Film Review: ‘Ae Dil Hai Mushkil’

Scattered amid the lukewarm masala of musical comedy, romantic melodrama, and unsynchronized passions that is “Ae Dil Hai Mushkil,” there are teasing indications that the movie might have been better had it been more meta. Writer-director Karan Johar occasionally enlivens the dawdling song-and-dance with cheeky allusions to classic Indian films — including a spirited homage to “An Evening in Paris,” a 1967 vehicle for superstar Shammi Kapoor, great-uncle of this film’s male lead, Ranbir Kapoor — and wink-wink send-ups of Bollywood tropes.

At one point, female lead Anushka Sharma outfits herself for a traditional dance sequence, but must consult the Internet for instructions on how to wrap a sari. Johar also includes a jokey mention of “My Name Is Khan,” his own 2010 terrorist drama, to amp the self-referential quotient. But even if you catch this joke and all the others, you may find yourself fidgeting as time passes and clichés accumulate while “Ae Dil Hai Mushkil” — scheduled to open on more than 300 screens in the U.S. — charts the less-than-compelling relationship between Ayan (Kapoor), a well-to-do young man in the grip of arrested adolescence, and Alizeh (Sharma), a sharp-witted beauty who’s been seriously unlucky in love.

After a comically unconsummated first encounter, Alizeh insists that she and Ayan remain nothing more — but, on the other hand, nothing less — than very good friends who party hearty together. Right from the start, it’s clear Alizeh has good reason to doubt Ayan is sufficiently mature for a long-term commitment: After they catch his gold-digging girlfriend in flagrante with her family-approved beau, he, not she, is the one who collapses into a weepy wreck. More important, Alizeh is philosophically opposed to romantic complications under any circumstances: “Love is passion,” she tells Ayan, “but friendship is peace.”

Alizeh contradicts herself, of course, when she reunites with a former lover, Ali (Fawad Khan), a successful DJ who once broke her heart and, truth to tell, behaves as though he’s fully capable of taking a few more whacks at it after they marry.
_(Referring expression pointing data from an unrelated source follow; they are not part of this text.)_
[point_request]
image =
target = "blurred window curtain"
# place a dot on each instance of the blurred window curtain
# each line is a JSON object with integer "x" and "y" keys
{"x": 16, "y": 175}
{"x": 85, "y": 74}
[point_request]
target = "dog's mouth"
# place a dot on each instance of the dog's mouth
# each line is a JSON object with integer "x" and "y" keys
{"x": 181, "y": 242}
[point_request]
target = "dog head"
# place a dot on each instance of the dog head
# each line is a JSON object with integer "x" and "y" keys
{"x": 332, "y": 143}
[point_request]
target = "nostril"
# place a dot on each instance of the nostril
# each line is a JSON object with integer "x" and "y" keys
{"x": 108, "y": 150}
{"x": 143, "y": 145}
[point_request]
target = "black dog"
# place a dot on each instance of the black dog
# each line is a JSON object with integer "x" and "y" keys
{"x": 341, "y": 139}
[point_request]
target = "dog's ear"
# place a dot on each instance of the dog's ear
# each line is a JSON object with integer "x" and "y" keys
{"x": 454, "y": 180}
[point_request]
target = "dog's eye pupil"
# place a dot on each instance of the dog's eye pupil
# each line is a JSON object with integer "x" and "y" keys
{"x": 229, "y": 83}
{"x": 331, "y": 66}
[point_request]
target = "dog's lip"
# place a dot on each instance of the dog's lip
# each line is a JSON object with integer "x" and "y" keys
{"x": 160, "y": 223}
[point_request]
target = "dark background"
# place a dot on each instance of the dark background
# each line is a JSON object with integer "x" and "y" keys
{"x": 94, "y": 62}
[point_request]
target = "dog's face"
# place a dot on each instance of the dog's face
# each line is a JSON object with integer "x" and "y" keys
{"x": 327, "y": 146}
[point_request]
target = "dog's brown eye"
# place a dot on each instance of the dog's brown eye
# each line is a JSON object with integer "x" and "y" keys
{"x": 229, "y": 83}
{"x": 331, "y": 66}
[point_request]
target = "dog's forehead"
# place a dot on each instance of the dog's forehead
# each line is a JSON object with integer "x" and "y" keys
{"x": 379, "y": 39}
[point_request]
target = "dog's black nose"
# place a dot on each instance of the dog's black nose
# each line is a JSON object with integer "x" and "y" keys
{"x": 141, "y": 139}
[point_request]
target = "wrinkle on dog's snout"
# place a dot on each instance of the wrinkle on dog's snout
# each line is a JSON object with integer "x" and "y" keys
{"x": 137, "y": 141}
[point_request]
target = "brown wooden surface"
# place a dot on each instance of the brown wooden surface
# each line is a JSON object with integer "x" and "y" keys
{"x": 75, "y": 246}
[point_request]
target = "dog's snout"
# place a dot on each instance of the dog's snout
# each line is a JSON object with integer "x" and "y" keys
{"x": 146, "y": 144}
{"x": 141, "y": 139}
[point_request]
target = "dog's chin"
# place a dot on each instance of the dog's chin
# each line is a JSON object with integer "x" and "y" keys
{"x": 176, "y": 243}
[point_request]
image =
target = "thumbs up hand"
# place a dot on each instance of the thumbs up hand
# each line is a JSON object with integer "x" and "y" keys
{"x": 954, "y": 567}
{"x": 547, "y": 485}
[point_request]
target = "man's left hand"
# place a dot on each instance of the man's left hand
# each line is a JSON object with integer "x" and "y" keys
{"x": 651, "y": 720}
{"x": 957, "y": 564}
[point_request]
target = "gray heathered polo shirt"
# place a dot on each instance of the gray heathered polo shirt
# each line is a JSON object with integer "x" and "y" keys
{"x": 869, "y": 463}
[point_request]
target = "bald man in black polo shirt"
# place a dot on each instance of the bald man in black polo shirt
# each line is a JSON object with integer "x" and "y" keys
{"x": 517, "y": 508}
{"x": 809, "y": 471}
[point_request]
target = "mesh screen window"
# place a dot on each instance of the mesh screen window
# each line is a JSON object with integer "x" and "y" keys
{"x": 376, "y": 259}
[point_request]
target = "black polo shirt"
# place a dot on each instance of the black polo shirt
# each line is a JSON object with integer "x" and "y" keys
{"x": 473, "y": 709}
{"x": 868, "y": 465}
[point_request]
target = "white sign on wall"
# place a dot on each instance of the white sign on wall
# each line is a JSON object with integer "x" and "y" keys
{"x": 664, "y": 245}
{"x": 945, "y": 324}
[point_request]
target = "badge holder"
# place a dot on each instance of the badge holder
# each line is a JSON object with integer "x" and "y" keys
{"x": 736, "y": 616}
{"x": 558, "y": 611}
For his part, Ayan finds solace, among other things, with Saba (Aishwarya Rai Bachchan), an attractive poet who inspires him to pursue a pop-singing career. Everything leads to a third-act twist that is absurdly shameless, even by Bollywood standards. Unfortunately, Johar doesn’t appear to have intended it as another joke.

The performances are at best uneven, with Sharma pushing the feisty sarcasm business a tad too hard, and Kapoor often erring on the side of annoying while trying to balance vulnerability and self-centeredness. (It’s a trick he pulled off much better in 2009’s “Wake Up Sid,” which Johar co-produced.) Bachchan seems to have wandered in from another movie, one where emotions are conveyed in subtler and more affecting fashion. When she takes her leave from “Ae Dil Hai Mushkil,” you may wish you could go with her.